Don’t believe it? You may wish to inspect your 401k or brokerage account(s). Although half of the world’s stock market capitalization comes from outside the U.S., many of us only have 0%-20% of foreign stock exposure. (Note: It’s not much different when it comes to advisers. My peers typically recommend 20% or less overseas.)

In truth, we feel more comfortable when we invest in what we know. After all, most of us couldn’t spell Malaysia, let alone identify the country on a map.

That said, emerging market economies are growing 2-3x faster than the U.S. or Europe. It follows that if you want to be more successful in the months and years ahead, you’ll need to lose the ethnocentrism.

Granted, through the prism of 1/1/11-6/3/11, you may have been better off in U.S. ETFs alone.
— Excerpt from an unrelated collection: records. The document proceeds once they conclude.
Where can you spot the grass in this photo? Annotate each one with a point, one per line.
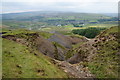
(105, 63)
(20, 61)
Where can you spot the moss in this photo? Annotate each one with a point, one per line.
(58, 45)
(19, 61)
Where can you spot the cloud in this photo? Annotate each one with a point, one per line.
(91, 6)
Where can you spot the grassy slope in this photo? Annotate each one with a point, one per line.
(105, 62)
(20, 61)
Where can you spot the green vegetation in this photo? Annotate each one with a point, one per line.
(105, 64)
(88, 32)
(24, 62)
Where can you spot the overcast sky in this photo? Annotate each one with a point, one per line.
(90, 6)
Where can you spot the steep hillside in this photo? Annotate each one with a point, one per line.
(101, 54)
(52, 45)
(20, 61)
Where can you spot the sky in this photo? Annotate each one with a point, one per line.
(86, 6)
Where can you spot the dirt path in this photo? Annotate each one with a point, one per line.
(75, 70)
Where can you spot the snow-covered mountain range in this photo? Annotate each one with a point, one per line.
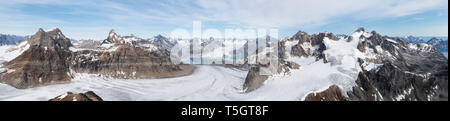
(363, 66)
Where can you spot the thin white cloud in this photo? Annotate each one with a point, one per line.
(244, 13)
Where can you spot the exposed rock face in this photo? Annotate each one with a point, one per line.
(45, 62)
(406, 72)
(51, 58)
(69, 96)
(441, 45)
(86, 44)
(333, 93)
(11, 39)
(409, 72)
(128, 57)
(254, 80)
(310, 41)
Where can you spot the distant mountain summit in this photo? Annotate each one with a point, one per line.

However, emerging market ETFs have been recovering from 2011 lows, whereas U.S. ETFs could be heading in the opposite direction.

Here are three reasons to consider emerging market ETFs right now:

1. Central Banks in Developing Countries Will Soon Shift From Tightening to Neutral: Many an ethnocentric individual has talked about how Japan’s recession adversely impacted U.S. GDP in the first half of 2011. That may be a convenient way of looking at a half-empty American cup.
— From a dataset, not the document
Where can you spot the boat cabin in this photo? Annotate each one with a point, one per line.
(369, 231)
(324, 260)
However, emerging economies like China and India have been deliberately curbing their white hot economies for the past nine months. Japan’s recession may have helped the cause, making it possible for central banks in emerging Asia to stop the rate hikes sooner. In other words, you may not need to fret the end of QE2 in the U.S. when you’ve got the end of tight monetary policy in emerging Asia. (Consider SPDR S&P China GXC.)
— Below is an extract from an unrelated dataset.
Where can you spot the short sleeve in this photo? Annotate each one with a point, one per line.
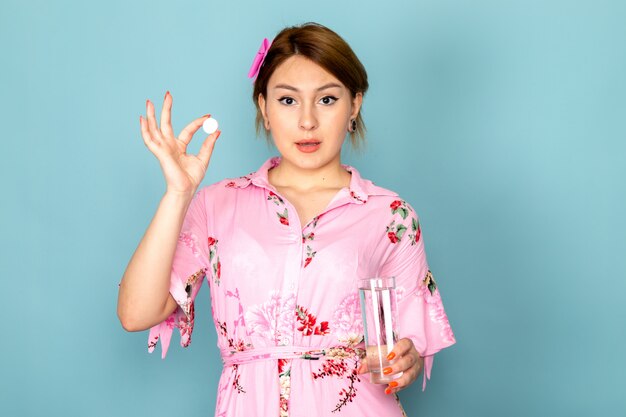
(189, 267)
(421, 314)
2. Japan’s Need to Recover: In the near-term, the world’s third largest economy will certainly rebuild. Countries like Malaysia (EWM) and South Korea (EWY) benefit tremendously from that need, as they are top-of-the-line providers of materials and services to Japan. In fact, since the earthquake/tsunami date of 3/11/11, EWM and EWY are up 5.3% and 11.5% respectively. The S&P 500 SPDR Trust (SPY)? 0%.

3. Changing of the Guard in Relative Strength Percentile Rank: On a chart or in a table, one can examine the year-to-date performance spread between Vanguard Emerging Markets (VWO) and the S&P 500 SPDR Trust (SPY). At one point in March, the difference was as wide as 700 basis points. Today, it is down to roughly 300 basis points.

More importantly, VWO is moving in the right direction over the last three months. Across the entire ETF universe, SPY has traveled from a relative strength percentile rank of 62 to 47; conversely, VWO has journeyed from 40 to 60.

Disclosure: Gary Gordon, MS, CFP is the president of Pacific Park Financial, Inc., a Registered Investment Adviser with the SEC. Gary Gordon, Pacific Park Financial, Inc, and/or its clients may hold positions in the ETFs, mutual funds, and/or any investment asset mentioned above. The commentary does not constitute individualized investment advice. The opinions offered herein are not personalized recommendations to buy, sell or hold securities. At times, issuers of exchange-traded products compensate Pacific Park Financial, Inc. or its subsidiaries for advertising at the ETF Expert web site. ETF Expert content is created independently of any advertising relationships.